In today's Mexico, the 21ST century, women constitute more than 40% of medical personnel and more than 80% of nursing within the Secretary of Health. However, in Mexico’s nineteenth century this was very different.

Before 1887 there was not a single woman doctor in the whole country. On August 24, 1887, Matilde Montoya made history and changed forever the course of medicine, when the National School of Medicine presented his professional exam to be recognized as a doctor, in the presence of ladies and gentlemen of elite, professionals of medicine, journalists and the same president of the Republic in those years, Porfirio Díaz.

Matilde Montoya was born on March 14, 1857 in Mexico City. In may 1870 she enrolled in the obstetrics career at the National School of Medicine, but only a year later she abandoned it because of the economic hardships of his family and the death of his father.
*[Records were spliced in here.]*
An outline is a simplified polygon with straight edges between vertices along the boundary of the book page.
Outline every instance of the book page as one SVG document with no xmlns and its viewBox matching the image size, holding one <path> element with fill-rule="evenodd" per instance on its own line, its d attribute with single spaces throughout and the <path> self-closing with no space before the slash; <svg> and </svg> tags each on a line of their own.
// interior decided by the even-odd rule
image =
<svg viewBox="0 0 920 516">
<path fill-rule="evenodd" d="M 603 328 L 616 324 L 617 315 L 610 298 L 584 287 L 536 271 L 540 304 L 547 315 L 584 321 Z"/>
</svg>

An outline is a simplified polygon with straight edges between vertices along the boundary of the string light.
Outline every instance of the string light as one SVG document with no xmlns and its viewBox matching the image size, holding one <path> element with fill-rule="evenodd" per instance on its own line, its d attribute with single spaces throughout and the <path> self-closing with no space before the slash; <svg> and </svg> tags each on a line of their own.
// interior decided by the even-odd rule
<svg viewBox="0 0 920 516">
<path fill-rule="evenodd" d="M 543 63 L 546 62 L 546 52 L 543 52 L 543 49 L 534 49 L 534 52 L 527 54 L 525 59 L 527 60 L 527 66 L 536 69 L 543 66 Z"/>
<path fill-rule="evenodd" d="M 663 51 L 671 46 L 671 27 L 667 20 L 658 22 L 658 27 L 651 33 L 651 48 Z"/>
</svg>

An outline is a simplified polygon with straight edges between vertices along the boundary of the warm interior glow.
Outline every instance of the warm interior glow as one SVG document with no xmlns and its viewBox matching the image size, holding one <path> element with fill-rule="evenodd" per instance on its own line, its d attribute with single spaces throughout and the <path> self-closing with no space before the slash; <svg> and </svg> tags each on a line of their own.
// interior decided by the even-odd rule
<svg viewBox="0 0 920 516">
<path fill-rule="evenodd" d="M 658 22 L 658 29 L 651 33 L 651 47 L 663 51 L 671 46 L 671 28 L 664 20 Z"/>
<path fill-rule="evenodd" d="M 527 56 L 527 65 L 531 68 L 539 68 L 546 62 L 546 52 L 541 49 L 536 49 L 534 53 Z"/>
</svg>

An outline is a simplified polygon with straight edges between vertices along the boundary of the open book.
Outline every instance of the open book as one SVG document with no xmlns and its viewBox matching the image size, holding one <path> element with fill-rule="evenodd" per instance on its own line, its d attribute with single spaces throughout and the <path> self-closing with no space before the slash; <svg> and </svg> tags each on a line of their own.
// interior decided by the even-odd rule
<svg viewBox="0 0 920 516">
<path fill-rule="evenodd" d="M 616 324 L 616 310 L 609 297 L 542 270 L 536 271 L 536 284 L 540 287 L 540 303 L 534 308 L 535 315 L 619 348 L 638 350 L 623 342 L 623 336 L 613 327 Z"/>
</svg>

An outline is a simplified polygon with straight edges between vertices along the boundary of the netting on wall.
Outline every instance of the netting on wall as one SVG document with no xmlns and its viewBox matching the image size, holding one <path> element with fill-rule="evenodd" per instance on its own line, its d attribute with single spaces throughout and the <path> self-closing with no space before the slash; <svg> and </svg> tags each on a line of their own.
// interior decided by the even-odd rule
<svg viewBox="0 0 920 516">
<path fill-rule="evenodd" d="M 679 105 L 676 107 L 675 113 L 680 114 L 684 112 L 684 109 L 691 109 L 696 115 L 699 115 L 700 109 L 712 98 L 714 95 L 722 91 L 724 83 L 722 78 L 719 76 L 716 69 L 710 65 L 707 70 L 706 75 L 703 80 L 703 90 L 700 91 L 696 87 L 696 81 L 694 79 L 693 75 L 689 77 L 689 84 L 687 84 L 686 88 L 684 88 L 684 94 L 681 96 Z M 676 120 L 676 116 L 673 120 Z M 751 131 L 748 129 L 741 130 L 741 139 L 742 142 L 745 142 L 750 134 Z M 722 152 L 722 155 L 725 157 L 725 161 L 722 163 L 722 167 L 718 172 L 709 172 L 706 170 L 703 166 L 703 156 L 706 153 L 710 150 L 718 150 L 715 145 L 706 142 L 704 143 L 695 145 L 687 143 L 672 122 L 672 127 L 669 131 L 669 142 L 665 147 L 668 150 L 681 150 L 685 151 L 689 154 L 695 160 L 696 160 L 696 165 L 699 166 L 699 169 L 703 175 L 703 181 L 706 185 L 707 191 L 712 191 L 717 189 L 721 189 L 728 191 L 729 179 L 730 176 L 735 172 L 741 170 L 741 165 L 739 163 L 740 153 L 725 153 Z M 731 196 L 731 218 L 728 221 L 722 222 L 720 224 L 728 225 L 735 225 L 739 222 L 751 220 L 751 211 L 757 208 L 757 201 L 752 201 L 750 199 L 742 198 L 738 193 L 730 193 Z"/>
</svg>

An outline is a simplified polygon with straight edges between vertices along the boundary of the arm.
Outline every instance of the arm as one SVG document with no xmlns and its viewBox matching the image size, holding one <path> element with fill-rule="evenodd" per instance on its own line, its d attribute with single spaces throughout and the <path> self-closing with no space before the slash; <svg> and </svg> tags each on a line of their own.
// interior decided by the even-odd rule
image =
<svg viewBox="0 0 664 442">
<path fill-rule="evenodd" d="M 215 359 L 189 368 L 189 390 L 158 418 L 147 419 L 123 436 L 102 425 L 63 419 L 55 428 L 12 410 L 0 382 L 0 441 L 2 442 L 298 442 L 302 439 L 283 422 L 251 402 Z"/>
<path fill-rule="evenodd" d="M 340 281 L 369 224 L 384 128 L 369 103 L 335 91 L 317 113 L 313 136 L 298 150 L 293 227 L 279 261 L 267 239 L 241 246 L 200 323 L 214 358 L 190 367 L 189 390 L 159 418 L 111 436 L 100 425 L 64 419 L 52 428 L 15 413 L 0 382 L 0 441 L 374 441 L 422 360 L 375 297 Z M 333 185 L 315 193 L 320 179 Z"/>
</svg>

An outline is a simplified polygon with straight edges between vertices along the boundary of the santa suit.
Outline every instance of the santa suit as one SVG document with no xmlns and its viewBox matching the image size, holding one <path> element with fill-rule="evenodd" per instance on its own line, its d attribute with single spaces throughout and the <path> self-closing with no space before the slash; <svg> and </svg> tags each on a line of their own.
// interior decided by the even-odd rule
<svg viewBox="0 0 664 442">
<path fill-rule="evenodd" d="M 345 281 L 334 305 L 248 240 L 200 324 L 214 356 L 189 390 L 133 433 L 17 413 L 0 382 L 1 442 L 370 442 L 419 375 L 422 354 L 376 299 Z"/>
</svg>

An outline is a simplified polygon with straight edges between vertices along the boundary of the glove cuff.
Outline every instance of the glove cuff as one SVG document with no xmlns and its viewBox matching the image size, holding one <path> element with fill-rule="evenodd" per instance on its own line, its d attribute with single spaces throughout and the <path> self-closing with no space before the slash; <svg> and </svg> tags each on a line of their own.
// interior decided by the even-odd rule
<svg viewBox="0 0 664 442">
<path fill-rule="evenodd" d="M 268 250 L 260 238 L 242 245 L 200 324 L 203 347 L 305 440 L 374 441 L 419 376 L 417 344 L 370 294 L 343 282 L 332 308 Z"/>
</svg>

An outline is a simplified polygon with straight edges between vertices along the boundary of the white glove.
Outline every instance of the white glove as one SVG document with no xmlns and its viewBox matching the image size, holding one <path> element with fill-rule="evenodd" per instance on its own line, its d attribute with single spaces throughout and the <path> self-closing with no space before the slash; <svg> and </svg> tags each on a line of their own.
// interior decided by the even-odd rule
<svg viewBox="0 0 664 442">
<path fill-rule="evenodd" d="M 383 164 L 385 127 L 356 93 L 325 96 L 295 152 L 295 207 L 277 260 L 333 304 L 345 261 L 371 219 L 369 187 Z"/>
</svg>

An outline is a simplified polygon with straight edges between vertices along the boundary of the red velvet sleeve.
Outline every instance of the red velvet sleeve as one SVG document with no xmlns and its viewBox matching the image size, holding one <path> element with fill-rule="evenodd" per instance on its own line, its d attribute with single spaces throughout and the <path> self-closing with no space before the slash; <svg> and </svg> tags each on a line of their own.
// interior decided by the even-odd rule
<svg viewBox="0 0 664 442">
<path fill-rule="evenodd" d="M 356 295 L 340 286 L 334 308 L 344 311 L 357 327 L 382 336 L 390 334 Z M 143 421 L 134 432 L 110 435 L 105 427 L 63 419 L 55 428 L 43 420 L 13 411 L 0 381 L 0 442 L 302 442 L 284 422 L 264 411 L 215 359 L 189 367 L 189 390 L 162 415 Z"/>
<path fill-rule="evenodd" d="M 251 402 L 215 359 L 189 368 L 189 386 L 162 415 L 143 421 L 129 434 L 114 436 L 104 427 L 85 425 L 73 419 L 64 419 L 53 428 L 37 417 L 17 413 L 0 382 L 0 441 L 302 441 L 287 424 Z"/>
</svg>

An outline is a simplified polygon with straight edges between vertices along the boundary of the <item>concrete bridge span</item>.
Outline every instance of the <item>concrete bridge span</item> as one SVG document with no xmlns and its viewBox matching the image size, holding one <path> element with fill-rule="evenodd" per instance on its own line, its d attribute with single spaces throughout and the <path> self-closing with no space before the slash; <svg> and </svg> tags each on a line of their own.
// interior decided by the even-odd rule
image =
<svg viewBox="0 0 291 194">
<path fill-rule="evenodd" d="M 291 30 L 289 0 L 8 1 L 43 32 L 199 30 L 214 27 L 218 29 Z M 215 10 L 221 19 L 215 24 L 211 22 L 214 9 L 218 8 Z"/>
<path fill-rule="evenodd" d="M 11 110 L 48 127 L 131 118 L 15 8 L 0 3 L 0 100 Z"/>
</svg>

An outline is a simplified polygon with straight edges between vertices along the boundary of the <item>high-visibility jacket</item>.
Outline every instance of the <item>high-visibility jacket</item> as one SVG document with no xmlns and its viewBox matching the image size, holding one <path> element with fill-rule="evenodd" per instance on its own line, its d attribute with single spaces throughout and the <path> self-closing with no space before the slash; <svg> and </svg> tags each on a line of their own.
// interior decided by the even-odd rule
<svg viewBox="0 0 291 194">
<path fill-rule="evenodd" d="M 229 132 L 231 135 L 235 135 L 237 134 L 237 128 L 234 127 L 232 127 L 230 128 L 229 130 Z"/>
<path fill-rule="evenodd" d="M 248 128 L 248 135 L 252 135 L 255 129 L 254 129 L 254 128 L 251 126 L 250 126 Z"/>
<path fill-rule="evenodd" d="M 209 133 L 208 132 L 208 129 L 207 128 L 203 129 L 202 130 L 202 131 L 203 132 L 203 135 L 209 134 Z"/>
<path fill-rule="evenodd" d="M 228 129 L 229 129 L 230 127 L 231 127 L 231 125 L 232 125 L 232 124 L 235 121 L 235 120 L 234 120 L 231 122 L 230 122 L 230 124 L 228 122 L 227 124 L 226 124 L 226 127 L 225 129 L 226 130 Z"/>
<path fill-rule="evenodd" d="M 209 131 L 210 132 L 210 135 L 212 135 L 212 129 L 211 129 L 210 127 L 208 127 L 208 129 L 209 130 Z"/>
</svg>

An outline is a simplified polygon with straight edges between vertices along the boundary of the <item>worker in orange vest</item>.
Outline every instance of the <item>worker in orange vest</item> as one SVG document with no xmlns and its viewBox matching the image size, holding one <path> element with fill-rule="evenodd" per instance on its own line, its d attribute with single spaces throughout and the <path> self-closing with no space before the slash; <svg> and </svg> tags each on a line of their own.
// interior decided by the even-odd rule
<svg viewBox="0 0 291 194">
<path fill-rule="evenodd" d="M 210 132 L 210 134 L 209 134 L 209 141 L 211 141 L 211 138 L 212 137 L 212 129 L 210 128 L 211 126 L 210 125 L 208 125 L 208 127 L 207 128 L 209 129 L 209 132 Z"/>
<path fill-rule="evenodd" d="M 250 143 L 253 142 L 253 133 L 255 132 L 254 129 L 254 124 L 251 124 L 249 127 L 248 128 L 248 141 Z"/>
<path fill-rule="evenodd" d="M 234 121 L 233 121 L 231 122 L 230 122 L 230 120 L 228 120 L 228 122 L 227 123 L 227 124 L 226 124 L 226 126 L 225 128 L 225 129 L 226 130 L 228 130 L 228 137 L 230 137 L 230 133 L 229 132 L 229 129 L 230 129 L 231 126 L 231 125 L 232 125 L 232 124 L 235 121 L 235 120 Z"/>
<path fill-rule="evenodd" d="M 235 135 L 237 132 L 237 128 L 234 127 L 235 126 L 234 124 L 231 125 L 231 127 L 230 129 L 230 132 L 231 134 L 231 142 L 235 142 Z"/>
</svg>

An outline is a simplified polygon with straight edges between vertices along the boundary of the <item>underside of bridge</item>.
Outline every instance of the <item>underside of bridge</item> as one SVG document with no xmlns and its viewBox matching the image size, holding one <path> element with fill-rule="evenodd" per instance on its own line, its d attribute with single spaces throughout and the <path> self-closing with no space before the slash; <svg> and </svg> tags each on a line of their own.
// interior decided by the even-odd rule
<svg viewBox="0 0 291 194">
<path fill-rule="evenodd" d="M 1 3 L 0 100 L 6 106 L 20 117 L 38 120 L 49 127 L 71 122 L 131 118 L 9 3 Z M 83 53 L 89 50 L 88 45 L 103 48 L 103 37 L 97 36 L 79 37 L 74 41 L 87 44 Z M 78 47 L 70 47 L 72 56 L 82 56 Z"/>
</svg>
Since 1871 she had been practicing obstetrics in Morelos, Mexico City, Veracruz and Puebla.

After the difficulties after enrolling in the School of Medicine in Puebla, she decided to apply for registration at the National School of Medicine, where she was accepted in 1882.

Five years later, Matilde Montoya became Mexico's first woman doctor, causing reactions among the society at the time: from those who recognized and applauded her work, and saw in it a beginning for the change of the place of women in society, to those who questioned the validity of their efforts, arguing that it was not "natural" for a woman to be inclined to a profession that did not agree with the inclinations of her sex.

Fortunately, today thousands of women decide to pursue careers related to the health sciences, exercising functions ranging from the clinic and research, through public health, to the design of public policies and decision-making that are vital for the country.